While the agreement holds enormous potential to increase intra-continental trade from the current 16% to around 60%, it comes with challenges that need political will to overcome. Partnerships between the public and private sector could help governments successfully overcome the challenges of AfCTFA. For example, the implementation of a single window platform automates, optimizes and dematerializes customs processes, thereby eliminating many of the risks of a manual system.
According to Florence Muleya Chief Executive, Zambian Association of Manufacturers, the challenge for manufacturers exporting across Africa lies in the standards, achieving quality and productivity as well as overcoming language barriers. She added that while AfCFTA held enormous potential for Zambian manufacturers, the devil was in the nitty-gritty details.
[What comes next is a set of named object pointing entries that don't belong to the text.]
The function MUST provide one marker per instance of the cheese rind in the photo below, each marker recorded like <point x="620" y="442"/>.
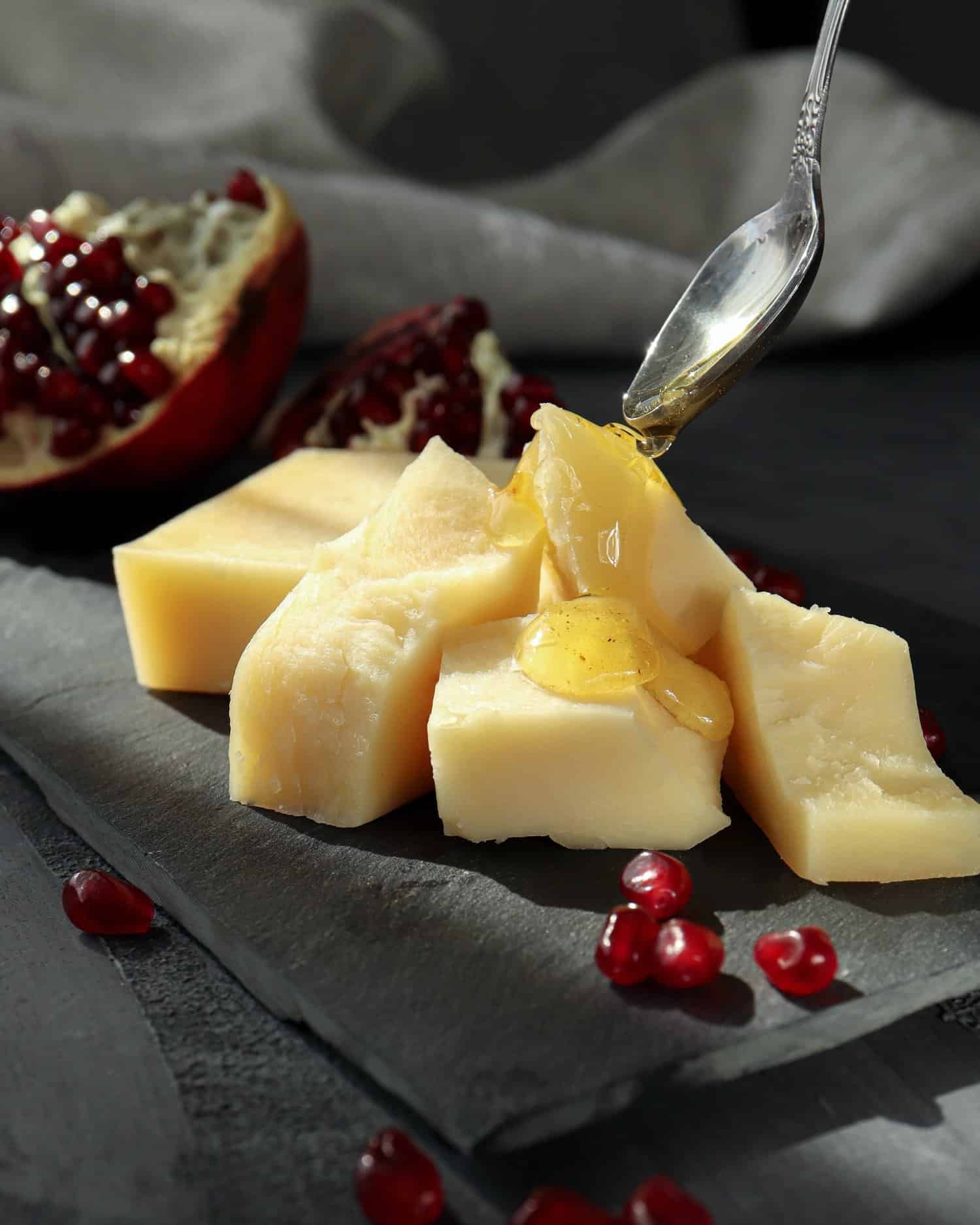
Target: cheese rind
<point x="195" y="589"/>
<point x="514" y="760"/>
<point x="331" y="696"/>
<point x="827" y="754"/>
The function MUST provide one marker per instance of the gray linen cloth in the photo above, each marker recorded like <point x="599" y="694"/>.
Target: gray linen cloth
<point x="135" y="97"/>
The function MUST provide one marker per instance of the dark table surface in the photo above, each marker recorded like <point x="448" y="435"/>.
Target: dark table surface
<point x="141" y="1083"/>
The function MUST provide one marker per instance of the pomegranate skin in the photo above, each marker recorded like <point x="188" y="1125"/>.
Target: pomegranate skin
<point x="216" y="406"/>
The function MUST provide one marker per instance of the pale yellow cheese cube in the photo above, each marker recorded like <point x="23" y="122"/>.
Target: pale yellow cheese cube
<point x="195" y="589"/>
<point x="331" y="696"/>
<point x="512" y="760"/>
<point x="827" y="754"/>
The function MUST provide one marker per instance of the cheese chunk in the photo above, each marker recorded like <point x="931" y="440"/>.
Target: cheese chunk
<point x="331" y="696"/>
<point x="511" y="759"/>
<point x="617" y="529"/>
<point x="827" y="754"/>
<point x="195" y="589"/>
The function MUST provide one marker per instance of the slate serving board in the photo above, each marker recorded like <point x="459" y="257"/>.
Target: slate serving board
<point x="461" y="977"/>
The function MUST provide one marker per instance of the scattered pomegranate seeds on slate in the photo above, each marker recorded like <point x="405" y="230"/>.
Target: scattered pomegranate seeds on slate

Further she voiced that achieving the agreement’s ideals would require co-operation, with large companies assisting smaller companies to overcome their challenges.
“For manufacturers to achieve better intra-African trade they firstly need to understand the regulations of the country of export and secondly find the right service provider with a network across the continent which can manage not only the logistics but also the regulations or specific rules in each country, and the different languages, such as French.”
Kuseni Dlamini, Chairman of Massmart Holdings, a pan-African retail company, was upbeat about the agreement. He mentioned that Africa had an opportunity to learn from other continental trade blocs and possibly turn out to be a first world regional bloc.